CC: “I have noticed that nothing I have never said ever did me any harm… Don’t you know that four-fifths of all our troubles would disappear if we would just sit down and keep still?”
FDR: I agree. My motto as a speaker is: “Be sincere; be brief; be seated.”

Will: Sounds like good advice for any candidate. Mr. Roosevelt, what is your opinion of the 2010 Health Care law?
FDR: “Are you laboring under the impression that I read these? I can’t even lift them.”
CC: “It is much more important to kill bad bills than to pass good ones.”

Will: Our economy is not so great today. How would you improve it?
CC: “I favor the policy of economy, not because I wish to save money, but because I wish to save people… Civilization and profits go hand in hand…. The business of America is business.”
FDR: “I pledge you, I pledge myself, to a New Deal for the American people. While they (talk) of economic laws, men and women are starving.
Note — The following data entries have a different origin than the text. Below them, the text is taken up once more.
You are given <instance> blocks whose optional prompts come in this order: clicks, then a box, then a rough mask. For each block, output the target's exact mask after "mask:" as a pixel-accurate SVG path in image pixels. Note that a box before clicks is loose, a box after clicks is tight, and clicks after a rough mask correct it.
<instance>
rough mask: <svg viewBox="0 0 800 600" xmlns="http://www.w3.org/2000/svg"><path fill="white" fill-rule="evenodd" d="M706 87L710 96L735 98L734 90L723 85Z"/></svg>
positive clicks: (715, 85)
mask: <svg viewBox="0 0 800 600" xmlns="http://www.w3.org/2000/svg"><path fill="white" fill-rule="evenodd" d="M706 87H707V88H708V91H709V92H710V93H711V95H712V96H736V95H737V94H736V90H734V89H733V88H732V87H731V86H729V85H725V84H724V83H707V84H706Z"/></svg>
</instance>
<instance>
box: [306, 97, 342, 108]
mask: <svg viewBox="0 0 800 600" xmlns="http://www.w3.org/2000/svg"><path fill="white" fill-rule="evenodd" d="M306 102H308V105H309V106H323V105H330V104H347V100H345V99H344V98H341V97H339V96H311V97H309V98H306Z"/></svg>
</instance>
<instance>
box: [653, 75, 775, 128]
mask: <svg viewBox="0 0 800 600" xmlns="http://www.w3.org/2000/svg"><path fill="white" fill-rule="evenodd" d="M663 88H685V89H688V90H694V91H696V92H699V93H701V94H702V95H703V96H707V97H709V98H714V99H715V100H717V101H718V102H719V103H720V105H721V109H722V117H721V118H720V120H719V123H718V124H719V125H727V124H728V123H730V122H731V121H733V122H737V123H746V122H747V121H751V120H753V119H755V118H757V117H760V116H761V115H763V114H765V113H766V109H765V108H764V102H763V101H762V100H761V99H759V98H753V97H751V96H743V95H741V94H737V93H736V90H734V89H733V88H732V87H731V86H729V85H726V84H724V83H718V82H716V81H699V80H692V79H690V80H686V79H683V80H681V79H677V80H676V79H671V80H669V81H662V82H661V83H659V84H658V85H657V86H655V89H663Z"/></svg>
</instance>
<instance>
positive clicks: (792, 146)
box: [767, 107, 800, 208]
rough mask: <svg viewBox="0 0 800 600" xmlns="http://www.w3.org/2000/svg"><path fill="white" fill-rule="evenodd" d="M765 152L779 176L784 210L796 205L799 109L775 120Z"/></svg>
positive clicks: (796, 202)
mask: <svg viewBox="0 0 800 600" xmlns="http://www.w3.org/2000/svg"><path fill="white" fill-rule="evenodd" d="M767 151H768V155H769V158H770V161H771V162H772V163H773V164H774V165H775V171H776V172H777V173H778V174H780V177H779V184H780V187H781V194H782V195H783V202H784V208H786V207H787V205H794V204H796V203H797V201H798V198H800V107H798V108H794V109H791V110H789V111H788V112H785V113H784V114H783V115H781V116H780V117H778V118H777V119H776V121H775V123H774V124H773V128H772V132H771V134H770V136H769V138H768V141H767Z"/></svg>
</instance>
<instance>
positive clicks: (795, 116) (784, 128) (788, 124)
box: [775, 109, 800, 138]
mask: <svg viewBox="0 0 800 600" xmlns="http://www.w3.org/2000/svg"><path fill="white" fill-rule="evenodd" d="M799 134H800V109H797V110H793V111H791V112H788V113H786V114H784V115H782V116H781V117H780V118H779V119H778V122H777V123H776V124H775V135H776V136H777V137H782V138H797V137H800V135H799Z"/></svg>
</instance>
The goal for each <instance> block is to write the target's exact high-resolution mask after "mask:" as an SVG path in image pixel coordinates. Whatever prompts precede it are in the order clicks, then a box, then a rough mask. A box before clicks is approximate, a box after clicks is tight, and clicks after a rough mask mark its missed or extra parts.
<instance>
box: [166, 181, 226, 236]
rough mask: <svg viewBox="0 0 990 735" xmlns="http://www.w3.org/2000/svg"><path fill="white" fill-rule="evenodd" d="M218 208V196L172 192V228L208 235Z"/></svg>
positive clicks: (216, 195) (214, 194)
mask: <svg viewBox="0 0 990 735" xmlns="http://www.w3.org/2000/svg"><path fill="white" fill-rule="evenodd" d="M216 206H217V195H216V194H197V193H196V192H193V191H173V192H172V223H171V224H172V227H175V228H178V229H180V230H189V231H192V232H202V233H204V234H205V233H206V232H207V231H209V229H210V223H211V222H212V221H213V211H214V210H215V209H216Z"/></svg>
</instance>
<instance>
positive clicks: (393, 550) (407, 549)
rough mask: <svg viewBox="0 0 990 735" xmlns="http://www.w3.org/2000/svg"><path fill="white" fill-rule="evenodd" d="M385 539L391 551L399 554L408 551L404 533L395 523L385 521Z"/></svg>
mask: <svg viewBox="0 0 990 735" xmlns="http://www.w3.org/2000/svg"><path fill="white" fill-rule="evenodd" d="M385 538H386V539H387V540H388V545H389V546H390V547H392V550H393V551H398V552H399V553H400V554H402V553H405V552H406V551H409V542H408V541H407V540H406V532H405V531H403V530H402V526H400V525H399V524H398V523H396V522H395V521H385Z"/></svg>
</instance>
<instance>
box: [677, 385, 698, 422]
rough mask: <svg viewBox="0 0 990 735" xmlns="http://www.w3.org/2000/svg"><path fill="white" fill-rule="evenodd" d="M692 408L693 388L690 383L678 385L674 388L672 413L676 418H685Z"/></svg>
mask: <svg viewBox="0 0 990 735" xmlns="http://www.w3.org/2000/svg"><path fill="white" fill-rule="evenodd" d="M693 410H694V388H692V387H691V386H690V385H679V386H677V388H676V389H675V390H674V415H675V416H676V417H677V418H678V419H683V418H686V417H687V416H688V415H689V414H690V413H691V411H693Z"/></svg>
Economic laws are not made by nature. They are made by human beings. Competition has been shown to be useful up to a certain point and no further, but cooperation, which is the thing we must strive for today, begins where competition leaves off.”

Will: What about the national debt?  To reduce trillion dollar deficits, do you favor more taxes on the wealthy?
CC: “Don’t expect to build up the weak by pulling down the strong… Wealth comes from industry and from the hard experience of human toil. To dissipate it in waste and extravagance is disloyalty to humanity… There is no dignity quite so impressive, and no independence quite so important, as living within your means.”
FDR: “Taxes shall be levied according to ability to pay… Over ninety percent of all national deficits from 1921 to 1939 were caused by payments for past, present, and future wars…The test of our progress is not whether we add more to the abundance of those who have much; it is whether we provide enough for those who have little.”

Will: What is the proper role of religion in America? In our government?
FDR: “I am a Christian and a Democrat, that’s all. Whoever seeks to set one religion against another seeks to destroy all religion… Physical strength can never permanently withstand the impact of spiritual force. ”
CC: “Our government rests upon religion. It is from that source that we derive our reverence for truth and justice, for equality and liberality, and for the rights of mankind. Unless the people believe in these principles they cannot believe in our government… It is hard to see how a great man can be an atheist. Without the sustaining influence of faith in a divine power we could have little faith in ourselves.  ”

Will: Closing comments?
FDR: “When you get to the end of your rope, tie a knot and hang on.”
CC: “I want the people of America to be able to work less for the government and more for themselves.”